Now this article courtesy of Bloomberg and Trader Mark at FundMyMutualFund blog: "Copper Market Set For 'Catastrophe', says Threlkeld." David Threlkeld is president of metals trader Resolved, Inc, and apparently he gained notoriety in 1996 by calling the top in copper. He believes that similar dynamics - excessive supply and speculation -- exist in the current copper market that could lead to prices dropping over 50% from the current levels.
Possible? Anything is possible. So let's look at the technical picture to see what is really going on.

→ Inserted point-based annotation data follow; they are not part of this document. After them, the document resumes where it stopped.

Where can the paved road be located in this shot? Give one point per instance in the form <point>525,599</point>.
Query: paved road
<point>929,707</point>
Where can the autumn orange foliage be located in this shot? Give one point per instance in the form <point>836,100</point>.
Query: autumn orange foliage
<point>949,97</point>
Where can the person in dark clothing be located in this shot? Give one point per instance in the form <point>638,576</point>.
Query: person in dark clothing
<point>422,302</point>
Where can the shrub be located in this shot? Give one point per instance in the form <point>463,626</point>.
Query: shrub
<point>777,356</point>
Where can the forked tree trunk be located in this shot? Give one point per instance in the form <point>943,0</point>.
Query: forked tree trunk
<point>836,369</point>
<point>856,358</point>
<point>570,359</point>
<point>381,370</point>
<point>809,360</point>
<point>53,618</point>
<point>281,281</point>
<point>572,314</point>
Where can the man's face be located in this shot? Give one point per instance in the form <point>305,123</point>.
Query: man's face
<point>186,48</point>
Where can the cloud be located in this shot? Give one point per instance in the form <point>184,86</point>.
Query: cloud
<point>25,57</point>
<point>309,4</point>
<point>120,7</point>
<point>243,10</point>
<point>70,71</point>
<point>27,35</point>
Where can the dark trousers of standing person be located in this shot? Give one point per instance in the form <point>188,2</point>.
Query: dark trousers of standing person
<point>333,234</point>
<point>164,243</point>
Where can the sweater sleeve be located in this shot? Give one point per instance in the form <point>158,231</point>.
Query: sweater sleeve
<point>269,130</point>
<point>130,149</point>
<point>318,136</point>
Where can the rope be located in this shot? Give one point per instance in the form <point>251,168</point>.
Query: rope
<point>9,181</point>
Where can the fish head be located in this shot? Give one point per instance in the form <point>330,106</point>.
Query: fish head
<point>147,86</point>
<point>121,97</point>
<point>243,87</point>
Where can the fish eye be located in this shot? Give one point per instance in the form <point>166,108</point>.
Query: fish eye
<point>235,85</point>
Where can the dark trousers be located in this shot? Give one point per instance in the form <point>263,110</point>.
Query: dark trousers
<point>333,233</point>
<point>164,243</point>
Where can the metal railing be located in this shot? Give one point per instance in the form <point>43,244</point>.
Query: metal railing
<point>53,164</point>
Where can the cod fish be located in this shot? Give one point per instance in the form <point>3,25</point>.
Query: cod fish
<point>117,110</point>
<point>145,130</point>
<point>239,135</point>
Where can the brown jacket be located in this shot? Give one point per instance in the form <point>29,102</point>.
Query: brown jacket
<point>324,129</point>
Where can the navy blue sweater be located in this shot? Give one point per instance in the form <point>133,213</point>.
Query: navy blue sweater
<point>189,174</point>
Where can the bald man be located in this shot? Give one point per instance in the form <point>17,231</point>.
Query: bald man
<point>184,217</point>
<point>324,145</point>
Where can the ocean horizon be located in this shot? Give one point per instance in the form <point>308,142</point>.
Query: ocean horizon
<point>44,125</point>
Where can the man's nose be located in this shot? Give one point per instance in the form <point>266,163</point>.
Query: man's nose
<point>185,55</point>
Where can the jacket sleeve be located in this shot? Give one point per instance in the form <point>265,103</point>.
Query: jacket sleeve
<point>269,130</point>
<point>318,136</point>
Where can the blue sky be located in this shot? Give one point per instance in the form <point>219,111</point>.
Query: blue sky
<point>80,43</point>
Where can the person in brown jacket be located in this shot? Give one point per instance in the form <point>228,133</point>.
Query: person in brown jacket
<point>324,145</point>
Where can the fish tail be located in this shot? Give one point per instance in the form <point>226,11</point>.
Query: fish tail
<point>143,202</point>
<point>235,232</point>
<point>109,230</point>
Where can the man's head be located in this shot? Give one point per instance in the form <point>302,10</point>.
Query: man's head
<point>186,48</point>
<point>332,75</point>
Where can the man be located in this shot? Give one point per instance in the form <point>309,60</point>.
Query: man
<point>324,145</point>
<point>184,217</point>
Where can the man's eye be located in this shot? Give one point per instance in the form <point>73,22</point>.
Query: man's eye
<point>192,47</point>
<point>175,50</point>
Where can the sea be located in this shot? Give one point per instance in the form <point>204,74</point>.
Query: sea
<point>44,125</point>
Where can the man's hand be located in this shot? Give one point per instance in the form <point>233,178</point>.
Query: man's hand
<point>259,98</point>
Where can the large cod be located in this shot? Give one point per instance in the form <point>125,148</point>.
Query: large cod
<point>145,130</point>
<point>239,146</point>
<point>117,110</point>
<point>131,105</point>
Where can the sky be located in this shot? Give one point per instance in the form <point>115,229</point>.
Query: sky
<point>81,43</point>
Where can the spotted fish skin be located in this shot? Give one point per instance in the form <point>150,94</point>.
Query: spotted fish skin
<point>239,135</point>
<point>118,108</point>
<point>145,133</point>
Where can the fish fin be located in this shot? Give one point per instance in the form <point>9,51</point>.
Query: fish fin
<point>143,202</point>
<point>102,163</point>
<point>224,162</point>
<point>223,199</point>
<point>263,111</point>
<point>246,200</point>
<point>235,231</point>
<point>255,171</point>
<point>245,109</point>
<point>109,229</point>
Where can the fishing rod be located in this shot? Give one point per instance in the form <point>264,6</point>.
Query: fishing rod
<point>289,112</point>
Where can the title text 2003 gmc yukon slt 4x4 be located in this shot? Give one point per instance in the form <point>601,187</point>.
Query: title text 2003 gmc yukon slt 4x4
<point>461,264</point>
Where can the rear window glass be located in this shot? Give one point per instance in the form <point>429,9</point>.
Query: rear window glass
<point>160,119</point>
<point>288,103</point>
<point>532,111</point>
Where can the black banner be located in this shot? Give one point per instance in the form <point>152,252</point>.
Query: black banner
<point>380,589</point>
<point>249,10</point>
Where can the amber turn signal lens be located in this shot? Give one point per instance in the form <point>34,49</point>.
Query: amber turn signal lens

Figure 1 is a weekly chart of a continuous copper contract (symbol: @HG.C) stretching back to 1989. The indicator in the lower panel measures the number of negative divergence bars occurring between price and an oscillator that measures that price action. As we have shown many times before (see this link and this link) across multiple markets, a clustering of negative divergence bars implies slowing price momentum. Often, a cluster of negative divergence bars is a technical finding seen at market tops, but it doesn't have to be part of every market top. In any case, we now have a clustering of negative divergence bars, and this technical pattern was also seen at the 1996 top in copper that Mr. Threlkeld references.
Figure 1. Copper/ weekly
Figure 2 is another weekly chart of a continuous copper contract. Key pivot points are designated on the chart by the teal dots within the black dots; normal pivot points are in red and teal. Key pivot points are special pivot points as they are a pivot point low occurring at a time when investor sentiment towards an asset is bearish. Typically, these price levels are an area of strong buying or selling that result in either support or resistance.
Figure 2. Copper/ weekly
The key pivot point at 3.0998 should have been support, but copper broke through this level and this area is now resistance. The next area of support comes in at 2.6299, and this also coincides with a rising trend line. This is about 12% below the current price.
Price dynamics or how price "should" behave would suggest that a bounce should occur. If this were to happen, then one could envision a head and shoulders topping pattern forming on the chart.
In sum, Mr. Threlkeld's "call" seems plausible. Technically, the warning signs are present. It seems likely that if such a scenario plays out, it will be months in the making.